Vamos conversar sobre alguns artistas e seus estilos inconfundíveis.
Hoje conosco, Lygia Pape.

Trajetória e estilo
Lygia Pape nasceu em 7 de abril de 1927, no Rio de Janeiro, e faleceu na mesma cidade em 3 de maio de 2004. Mas falar dela apenas em termos de datas é pouco: sua obra foi uma travessia entre forma e vida, entre disciplina construtiva e liberdade sensorial. Sua inserção no grupo neoconcreto, ao lado de nomes como Hélio Oiticica e Lygia Clark, não foi mero acaso histórico, mas a resposta de uma artista que se recusava a reduzir a arte à lógica mecânica da geometria. Para ela, o rigor não era prisão, era impulso para abrir caminhos que tocassem corpo, tempo e experiência.
Ainda jovem, estudou filosofia, o que lhe deu ferramentas para pensar a arte como reflexão crítica e não apenas como prática formal. Esse olhar expandido fez com que suas criações se desdobrassem em múltiplos suportes: gravura, filme, instalação, livro-objeto. A artista nunca se deixou aprisionar por um único meio, preferindo sempre o risco de experimentar.

Obras emblemáticas
Um dos trabalhos mais marcantes desse espírito é o Livro da Criação, realizado em 1960. Não é livro no sentido convencional, mas um conjunto de páginas que se abrem como exercícios de origem. Cada folha, com formas geométricas recortadas, convida o leitor a reconstruir a narrativa da gênese. O ato de virar as páginas se transforma em gesto criador: quem lê não apenas observa, mas participa da própria invenção do mundo. É nesse deslocamento, da contemplação passiva para a ação criadora, que Lygia se diferencia.
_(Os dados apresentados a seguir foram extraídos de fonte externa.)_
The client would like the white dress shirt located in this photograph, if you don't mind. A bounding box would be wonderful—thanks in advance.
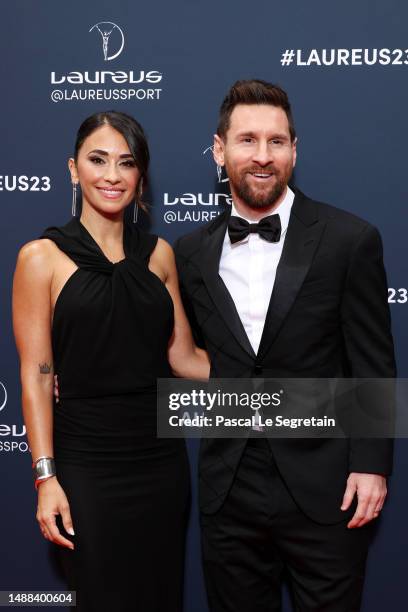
[219,186,295,355]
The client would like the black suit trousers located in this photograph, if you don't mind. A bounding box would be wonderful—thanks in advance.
[201,438,373,612]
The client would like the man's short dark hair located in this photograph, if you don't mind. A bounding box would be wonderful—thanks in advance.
[217,79,296,142]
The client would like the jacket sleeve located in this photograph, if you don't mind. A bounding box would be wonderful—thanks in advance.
[340,224,396,475]
[173,237,206,350]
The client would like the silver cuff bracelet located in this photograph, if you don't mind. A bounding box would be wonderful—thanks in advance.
[33,456,56,488]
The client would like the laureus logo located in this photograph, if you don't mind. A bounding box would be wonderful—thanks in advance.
[202,145,229,183]
[0,382,7,412]
[89,21,125,61]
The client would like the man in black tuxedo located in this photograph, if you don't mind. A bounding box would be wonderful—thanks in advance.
[174,80,395,611]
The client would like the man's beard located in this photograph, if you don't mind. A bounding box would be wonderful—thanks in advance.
[227,165,291,210]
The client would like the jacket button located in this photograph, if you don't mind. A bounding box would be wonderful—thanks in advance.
[254,365,263,375]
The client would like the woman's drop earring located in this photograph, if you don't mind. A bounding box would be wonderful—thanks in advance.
[72,182,78,217]
[133,180,143,224]
[133,199,139,224]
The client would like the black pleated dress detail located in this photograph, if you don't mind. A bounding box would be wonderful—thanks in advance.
[41,218,190,612]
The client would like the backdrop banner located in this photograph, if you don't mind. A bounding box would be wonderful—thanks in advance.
[1,1,407,610]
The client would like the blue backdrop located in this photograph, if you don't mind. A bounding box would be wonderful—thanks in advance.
[1,1,407,609]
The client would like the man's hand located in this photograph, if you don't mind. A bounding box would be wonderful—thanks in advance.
[341,472,387,528]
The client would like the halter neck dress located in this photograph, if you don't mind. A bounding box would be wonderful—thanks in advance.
[41,218,190,612]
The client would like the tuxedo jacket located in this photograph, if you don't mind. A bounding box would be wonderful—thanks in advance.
[174,188,396,524]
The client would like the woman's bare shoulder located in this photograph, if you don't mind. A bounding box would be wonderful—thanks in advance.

Sua obra pede proximidade.
Nos anos 1970, e sobretudo a partir dos 1990, a artista desenvolveu a série Ttéia, talvez sua criação mais conhecida. O título mistura a palavra “teia” com a ideia de “tatear”, sugerindo uma rede que é tanto visual quanto tátil. São fios metálicos estendidos em cantos ou no meio de salas, iluminados de tal maneira que parecem linhas de luz suspensas no ar. Quem atravessa esses espaços tem a sensação de adentrar uma arquitetura invisível, onde o corpo se torna parte da obra. Se Mondrian buscava a pureza da forma no quadro, Lygia levava essa busca para o espaço, criando experiências que dissolvem fronteiras entre material e imaterial.
Além dessas criações, Pape explorou o cinema experimental, registrando o cotidiano brasileiro com olhar crítico e poético. Filmes como Eat Me e O Guarda-Chuva Vermelho revelam uma artista atenta às contradições sociais e à potência política da imagem. Em todos os suportes que escolheu, a marca foi a mesma: questionar limites, convidar à participação, transformar o olhar em experiência.
Sua morte em 2004 interrompeu uma trajetória ainda em expansão, mas não encerrou sua presença. Ao contrário, sua obra se fortaleceu nos últimos anos com exposições retrospectivas em grandes instituições internacionais como o MoMA, em Nova York, e a Fundação Reina Sofía, em Madri. Esse reconhecimento tardio apenas confirma o alcance universal de uma artista que nunca buscou fama, mas consistência.
Lygia Pape conquistou seu passaporte para a imortalidade ao mostrar que a arte não precisa escolher entre razão e sensibilidade. Em suas mãos, a geometria não era cálculo frio, mas energia pulsante; a linha não era limite, mas convite à travessia. Cada trabalho seu abre espaço para que o público se torne coautor, lembrando que criar é sempre um ato compartilhado. Sua arte segue viva porque continua a oferecer essa experiência de participação: uma teia luminosa, aberta, indomesticável.